Sida : la transmission du virus passe aussi par les cellules

Le virus responsable du sida peut-être transmis sexuellement par des cellules infectées présentes dans le sperme. C’est ce que viennent de démontrer pour la première fois sur un modèle animal des chercheurs du CEA, de l’Université Paris-Sud 11 et de l’Inserm. Même si des soupçons portaient déjà sur le pouvoir contaminant de ces cellules, jusqu’à présent, les recherches avaient seulement démontré l’implication des virions (virus libres) dans ce type de transmission. Mieux connaître l’action et l’incidence des différentes sources de virus participant à la transmission par voie sexuelle est essentiel pour pouvoir développer des moyens de protection contre le sida plus efficaces et adaptés. Ces résultats viennent d’être publiés dans The Journal of Infectious Diseases (online).

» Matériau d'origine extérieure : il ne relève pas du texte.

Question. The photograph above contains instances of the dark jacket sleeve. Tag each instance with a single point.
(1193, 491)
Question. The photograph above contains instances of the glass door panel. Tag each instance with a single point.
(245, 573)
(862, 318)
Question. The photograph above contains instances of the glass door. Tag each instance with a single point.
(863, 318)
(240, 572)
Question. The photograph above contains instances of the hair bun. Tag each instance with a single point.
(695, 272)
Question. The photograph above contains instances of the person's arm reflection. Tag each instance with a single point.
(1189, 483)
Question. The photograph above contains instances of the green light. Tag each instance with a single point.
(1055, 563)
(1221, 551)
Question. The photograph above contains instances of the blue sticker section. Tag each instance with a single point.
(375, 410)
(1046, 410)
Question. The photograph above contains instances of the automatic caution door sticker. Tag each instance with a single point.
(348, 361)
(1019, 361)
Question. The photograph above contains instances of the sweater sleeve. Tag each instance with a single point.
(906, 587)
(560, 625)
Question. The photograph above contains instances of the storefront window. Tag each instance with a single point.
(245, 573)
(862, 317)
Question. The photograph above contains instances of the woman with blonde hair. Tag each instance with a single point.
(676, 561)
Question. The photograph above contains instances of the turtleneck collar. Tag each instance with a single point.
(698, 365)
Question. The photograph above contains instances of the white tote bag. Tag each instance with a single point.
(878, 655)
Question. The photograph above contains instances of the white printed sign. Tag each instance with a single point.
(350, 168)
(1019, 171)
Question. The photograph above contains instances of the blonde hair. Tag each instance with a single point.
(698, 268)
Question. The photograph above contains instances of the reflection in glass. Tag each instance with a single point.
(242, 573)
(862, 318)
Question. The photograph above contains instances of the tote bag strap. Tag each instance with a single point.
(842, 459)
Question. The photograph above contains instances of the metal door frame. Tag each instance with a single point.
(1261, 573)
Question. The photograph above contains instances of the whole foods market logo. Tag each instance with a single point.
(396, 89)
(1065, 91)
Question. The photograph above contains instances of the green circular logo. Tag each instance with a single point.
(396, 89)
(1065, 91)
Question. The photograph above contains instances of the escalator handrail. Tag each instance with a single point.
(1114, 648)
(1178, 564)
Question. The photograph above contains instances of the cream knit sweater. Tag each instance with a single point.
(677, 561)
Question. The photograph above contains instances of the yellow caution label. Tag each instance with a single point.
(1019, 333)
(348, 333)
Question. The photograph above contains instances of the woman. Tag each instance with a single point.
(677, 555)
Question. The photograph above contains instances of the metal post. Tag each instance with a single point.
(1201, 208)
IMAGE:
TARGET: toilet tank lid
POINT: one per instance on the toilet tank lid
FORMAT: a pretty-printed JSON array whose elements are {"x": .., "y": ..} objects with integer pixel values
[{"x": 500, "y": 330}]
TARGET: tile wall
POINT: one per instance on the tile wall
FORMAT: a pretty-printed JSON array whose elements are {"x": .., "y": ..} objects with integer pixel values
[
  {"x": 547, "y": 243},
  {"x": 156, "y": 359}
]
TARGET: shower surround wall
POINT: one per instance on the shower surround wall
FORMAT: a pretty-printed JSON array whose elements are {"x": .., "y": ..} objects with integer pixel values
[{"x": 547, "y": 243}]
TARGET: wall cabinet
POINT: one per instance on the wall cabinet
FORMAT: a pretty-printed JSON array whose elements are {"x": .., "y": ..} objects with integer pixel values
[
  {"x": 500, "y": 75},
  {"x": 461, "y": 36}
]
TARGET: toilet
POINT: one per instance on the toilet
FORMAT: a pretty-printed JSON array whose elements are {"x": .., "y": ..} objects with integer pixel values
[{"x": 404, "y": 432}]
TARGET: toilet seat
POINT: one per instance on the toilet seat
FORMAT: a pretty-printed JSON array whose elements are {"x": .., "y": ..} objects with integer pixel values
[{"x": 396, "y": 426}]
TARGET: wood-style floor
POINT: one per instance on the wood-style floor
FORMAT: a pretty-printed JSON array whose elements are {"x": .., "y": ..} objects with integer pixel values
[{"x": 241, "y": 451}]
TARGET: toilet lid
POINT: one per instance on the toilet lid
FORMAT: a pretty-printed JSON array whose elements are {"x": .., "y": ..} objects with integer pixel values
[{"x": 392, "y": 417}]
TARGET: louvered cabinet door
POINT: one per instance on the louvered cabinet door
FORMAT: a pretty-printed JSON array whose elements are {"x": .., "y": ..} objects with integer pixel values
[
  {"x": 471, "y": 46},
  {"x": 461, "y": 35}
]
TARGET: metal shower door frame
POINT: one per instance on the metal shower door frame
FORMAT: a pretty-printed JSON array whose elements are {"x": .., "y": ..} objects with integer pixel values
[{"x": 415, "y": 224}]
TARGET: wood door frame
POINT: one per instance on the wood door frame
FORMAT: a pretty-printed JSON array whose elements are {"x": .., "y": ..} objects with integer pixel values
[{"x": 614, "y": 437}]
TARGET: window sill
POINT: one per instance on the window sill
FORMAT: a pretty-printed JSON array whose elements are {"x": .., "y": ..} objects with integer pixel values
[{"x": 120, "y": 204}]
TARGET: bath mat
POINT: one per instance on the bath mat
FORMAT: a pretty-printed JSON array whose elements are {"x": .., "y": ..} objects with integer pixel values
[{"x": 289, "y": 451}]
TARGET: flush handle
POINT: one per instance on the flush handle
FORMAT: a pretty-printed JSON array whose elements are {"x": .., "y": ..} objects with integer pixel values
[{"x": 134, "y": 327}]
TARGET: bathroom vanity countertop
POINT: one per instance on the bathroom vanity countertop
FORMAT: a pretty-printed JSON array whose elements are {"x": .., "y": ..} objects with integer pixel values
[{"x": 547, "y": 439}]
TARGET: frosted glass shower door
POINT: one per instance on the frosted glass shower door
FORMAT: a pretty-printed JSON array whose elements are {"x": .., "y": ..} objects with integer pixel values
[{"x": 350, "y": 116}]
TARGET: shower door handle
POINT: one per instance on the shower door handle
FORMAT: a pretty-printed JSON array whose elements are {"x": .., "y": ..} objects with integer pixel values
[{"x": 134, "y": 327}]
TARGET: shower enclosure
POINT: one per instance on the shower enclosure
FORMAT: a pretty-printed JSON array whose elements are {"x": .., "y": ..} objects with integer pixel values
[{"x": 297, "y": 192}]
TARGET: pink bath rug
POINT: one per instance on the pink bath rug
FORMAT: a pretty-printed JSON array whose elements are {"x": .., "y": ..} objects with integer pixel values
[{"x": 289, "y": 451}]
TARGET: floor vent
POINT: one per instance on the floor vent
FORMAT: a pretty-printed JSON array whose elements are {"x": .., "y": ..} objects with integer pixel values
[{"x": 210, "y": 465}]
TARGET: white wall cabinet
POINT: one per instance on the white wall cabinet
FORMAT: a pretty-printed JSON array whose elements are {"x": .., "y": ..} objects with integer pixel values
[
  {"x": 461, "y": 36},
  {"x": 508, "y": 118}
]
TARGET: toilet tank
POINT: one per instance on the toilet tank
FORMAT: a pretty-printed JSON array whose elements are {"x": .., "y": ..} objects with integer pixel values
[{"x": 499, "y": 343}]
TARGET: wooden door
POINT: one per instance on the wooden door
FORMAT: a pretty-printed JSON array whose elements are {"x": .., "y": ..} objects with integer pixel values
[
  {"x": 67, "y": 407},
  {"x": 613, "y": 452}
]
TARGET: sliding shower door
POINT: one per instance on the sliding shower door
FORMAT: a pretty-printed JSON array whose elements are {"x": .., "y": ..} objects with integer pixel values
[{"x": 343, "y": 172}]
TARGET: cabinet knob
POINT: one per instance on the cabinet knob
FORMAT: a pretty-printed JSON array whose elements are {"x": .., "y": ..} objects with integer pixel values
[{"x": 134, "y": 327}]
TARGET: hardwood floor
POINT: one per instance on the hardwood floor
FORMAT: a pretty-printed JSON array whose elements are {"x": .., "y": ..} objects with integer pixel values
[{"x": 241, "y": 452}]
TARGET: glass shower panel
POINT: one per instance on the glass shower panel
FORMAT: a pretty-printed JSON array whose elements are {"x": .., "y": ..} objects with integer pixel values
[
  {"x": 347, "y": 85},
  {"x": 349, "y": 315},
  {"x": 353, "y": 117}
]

Afin de limiter l’épidémie de sida, les espoirs reposent, en plus du préservatif, sur des méthodes pouvant être plus facilement contrôlées par les femmes. De nombreuses recherches se concentrent actuellement sur le développement de microbicides, de gels ou crèmes à appliquer dans le vagin. Malheureusement, les résultats des essais réalisés chez l’être humain n’atteignent pas les résultats obtenus en laboratoire. La compréhension de la transmission du virus par la muqueuse vaginale est donc essentielle pour concevoir de nouveaux moyens de protection plus efficaces.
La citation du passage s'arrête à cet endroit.